R-value

[ R-value ]

1. Introduction
The quality of dataset has a profound effect on classification accuracy, and there is a clear need for some method to evaluate this quality. R-value is a new dataset evaluation method. This proposed method is based on the ratio of overlapping areas among categories in a dataset. A high R-value for a dataset indicates that the dataset contains wide overlapping areas among its categories (classes), and classification accuracy on the dataset may become low. We can use the R-value measure to understand the characteristics of a dataset, the feature selection process, and the proper design of new classifiers.

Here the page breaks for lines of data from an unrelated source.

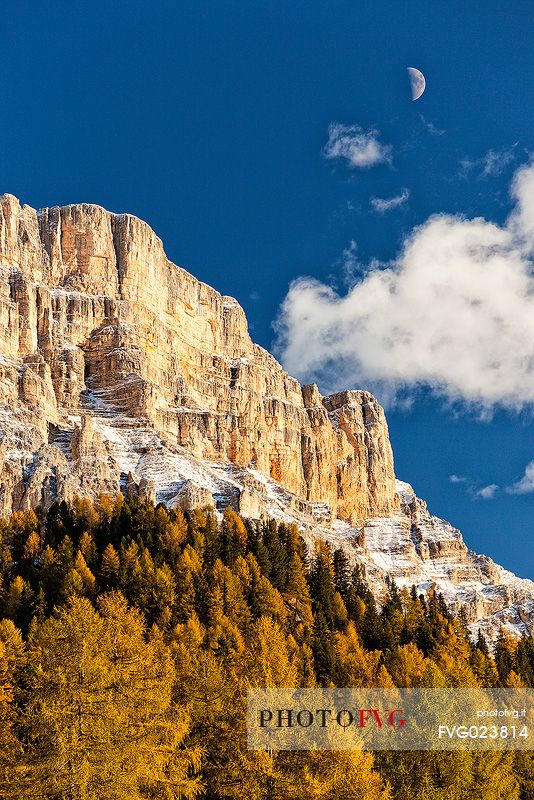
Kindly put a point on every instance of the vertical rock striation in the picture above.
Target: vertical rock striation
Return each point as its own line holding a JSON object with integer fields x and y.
{"x": 97, "y": 319}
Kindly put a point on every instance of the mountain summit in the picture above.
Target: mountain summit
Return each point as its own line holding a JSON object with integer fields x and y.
{"x": 120, "y": 370}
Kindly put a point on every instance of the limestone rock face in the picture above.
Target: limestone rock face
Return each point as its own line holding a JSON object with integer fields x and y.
{"x": 98, "y": 320}
{"x": 121, "y": 371}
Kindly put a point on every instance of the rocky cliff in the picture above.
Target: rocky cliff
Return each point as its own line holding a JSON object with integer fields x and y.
{"x": 119, "y": 369}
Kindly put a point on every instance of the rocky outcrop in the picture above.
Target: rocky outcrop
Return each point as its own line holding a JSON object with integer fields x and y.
{"x": 98, "y": 320}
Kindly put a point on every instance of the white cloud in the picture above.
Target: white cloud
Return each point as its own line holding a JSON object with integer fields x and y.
{"x": 387, "y": 204}
{"x": 526, "y": 484}
{"x": 494, "y": 162}
{"x": 361, "y": 149}
{"x": 431, "y": 128}
{"x": 454, "y": 312}
{"x": 487, "y": 492}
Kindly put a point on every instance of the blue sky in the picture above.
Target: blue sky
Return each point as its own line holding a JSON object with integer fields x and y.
{"x": 211, "y": 122}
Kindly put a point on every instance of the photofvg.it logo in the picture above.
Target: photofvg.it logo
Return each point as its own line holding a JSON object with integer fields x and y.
{"x": 323, "y": 717}
{"x": 390, "y": 719}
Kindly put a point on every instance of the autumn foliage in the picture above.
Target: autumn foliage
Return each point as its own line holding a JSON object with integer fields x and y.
{"x": 130, "y": 635}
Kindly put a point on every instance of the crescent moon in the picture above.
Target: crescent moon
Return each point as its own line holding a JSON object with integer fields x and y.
{"x": 417, "y": 82}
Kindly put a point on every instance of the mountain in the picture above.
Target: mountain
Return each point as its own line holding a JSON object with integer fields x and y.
{"x": 120, "y": 370}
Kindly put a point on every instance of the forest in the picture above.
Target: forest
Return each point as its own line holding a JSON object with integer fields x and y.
{"x": 130, "y": 633}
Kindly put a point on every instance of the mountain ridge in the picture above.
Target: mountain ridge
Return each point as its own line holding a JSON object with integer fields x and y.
{"x": 120, "y": 370}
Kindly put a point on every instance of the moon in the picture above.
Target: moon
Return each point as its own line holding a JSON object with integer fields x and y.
{"x": 417, "y": 82}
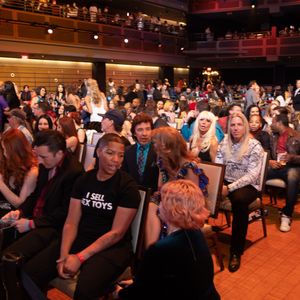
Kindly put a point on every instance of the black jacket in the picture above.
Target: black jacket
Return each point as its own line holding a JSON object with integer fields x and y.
{"x": 57, "y": 197}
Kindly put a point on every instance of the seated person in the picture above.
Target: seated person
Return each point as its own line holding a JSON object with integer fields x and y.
{"x": 189, "y": 122}
{"x": 42, "y": 215}
{"x": 96, "y": 236}
{"x": 140, "y": 159}
{"x": 174, "y": 162}
{"x": 204, "y": 143}
{"x": 256, "y": 132}
{"x": 180, "y": 265}
{"x": 285, "y": 164}
{"x": 242, "y": 157}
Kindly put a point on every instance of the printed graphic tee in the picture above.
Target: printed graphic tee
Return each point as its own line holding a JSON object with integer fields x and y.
{"x": 99, "y": 202}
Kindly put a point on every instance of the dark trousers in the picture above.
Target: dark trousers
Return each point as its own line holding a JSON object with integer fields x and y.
{"x": 40, "y": 249}
{"x": 99, "y": 272}
{"x": 291, "y": 176}
{"x": 240, "y": 200}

R-value captures overlapping areas as shown in Figure 1.

Figure1. Concept of R-value

** 3 types of R-value

R-value between two categories (Figure 2(a))
R-value of a category (Figure 2(b))
R-value of a whole dataset (Figure 2(c))

Figure2. Three types of R-valuez

2. Usage
Format of Excution:

java calcRvalue [dataset file name] [K value] [seta value]

Options:

-dataset file name : dataset file for evaluation
-K value : number of nearest neighbors (optional)
-seta value : threshold to decide if a sample belongs to overlapping area or not (optional)

Examples

java calcRvalue mydataset.csv
java calcRvalue mydataset.csv 7 3

3. Download

calcRvalue.java : R-value calculation program
run.bat : batch file sample for execution calcRvalue.java
R-value source file : AmRMR needs winequality-white.csv : sample dataset file

More sample Dataset

Note

Dataset should be .csv format.
Only numerical vaule is allowed for dataset.
First column of dataset should be class(category) data and shold have continuous value beginning with 0.(0,1,2,3,...)

4. Citation Request:
Sejong Oh, Improved Measures of Redundancy and Relevance for mRMR Feature Selection.